To Store: Store leftovers in an airtight container. Make sure the muffins are completely cooled or any steam trapped in the plastic storage bag or container will create condensation and make the muffins sticky.
To Freeze: Once the banana muffins are completely cool, place the muffin tin with the muffins in the freezer for 15 minutes. Flash freezing keeps them from sticking together. Once the muffins are flash-frozen place the muffins inside a freezer-safe bag or freezer-safe air-tight container. If you are using a plastic freezer bag, squeeze out all of the extra air in the bag. I have also found that if you double bag the muffins (place that bag inside another freezer-safe bag) it helps prevent freezer burn.

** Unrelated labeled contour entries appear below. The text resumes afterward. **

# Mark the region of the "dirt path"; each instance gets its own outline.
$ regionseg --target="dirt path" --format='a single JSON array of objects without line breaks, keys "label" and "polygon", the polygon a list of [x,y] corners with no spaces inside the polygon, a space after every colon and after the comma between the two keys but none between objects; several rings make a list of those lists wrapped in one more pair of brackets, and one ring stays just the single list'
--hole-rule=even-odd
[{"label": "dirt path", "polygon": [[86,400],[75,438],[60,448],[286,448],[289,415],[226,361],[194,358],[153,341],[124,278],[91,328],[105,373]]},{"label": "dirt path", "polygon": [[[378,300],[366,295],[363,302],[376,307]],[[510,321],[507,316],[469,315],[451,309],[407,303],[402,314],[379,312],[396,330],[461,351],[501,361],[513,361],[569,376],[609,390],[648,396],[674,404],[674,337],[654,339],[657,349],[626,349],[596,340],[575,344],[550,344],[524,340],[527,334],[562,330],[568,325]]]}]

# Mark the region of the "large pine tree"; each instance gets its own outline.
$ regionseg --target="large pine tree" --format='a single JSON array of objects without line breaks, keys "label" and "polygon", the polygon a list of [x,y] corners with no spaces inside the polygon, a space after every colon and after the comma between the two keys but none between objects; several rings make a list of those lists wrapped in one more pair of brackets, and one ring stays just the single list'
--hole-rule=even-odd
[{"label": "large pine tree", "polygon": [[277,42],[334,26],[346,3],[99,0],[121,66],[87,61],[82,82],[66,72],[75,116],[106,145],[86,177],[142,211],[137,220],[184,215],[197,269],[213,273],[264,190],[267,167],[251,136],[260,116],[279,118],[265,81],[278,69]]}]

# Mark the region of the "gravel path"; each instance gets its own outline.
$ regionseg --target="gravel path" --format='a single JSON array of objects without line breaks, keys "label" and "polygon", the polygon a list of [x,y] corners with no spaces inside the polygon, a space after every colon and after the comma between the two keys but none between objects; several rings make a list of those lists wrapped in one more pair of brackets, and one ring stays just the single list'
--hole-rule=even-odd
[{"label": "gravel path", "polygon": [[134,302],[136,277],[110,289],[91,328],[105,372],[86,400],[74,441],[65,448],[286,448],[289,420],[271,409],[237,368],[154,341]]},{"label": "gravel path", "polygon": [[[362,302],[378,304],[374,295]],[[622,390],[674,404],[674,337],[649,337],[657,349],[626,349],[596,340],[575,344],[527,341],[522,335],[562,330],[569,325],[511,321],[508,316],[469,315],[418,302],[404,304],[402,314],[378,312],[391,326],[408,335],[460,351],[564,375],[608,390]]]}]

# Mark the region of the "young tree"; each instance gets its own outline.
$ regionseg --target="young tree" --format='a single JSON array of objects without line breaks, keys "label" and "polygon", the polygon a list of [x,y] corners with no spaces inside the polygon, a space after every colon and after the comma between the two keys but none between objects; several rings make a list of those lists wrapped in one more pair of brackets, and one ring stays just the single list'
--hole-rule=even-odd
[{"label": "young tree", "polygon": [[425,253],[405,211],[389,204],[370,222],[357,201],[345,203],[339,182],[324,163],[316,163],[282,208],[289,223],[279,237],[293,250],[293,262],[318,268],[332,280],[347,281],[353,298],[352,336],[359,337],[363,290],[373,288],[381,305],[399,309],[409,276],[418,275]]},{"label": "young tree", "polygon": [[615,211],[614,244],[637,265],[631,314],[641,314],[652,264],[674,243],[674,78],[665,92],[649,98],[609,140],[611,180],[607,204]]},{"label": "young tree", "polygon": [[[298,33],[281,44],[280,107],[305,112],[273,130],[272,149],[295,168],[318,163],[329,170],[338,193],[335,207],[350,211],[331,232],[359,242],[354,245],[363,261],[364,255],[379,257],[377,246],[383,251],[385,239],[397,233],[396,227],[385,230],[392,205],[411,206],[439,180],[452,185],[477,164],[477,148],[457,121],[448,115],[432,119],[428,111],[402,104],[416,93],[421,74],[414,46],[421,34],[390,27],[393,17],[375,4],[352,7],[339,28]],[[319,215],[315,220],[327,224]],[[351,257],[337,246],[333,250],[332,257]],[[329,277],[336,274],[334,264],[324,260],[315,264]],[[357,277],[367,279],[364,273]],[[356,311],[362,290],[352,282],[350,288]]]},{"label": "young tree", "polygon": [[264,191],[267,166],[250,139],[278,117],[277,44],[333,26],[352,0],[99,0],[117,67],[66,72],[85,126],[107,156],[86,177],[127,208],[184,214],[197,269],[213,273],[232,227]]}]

To Thaw Frozen Muffins: The muffins can be defrosted overnight in the refrigerator. The muffins can be thawed in the oven by wrapping them in foil and warming them for 10 minutes at 350°F. The muffins can also be warmed up in the microwave for 30 seconds to 1 minute.
For Dairy-Free: Use Smart Balance buttery spread and Nestle Allergen Free Semi-Sweet Morsels.
For Egg-Free: Use Bob's Red Mill gluten-free egg replacer.
For No Refined Sugar: Use pure maple syrup or coconut sugar.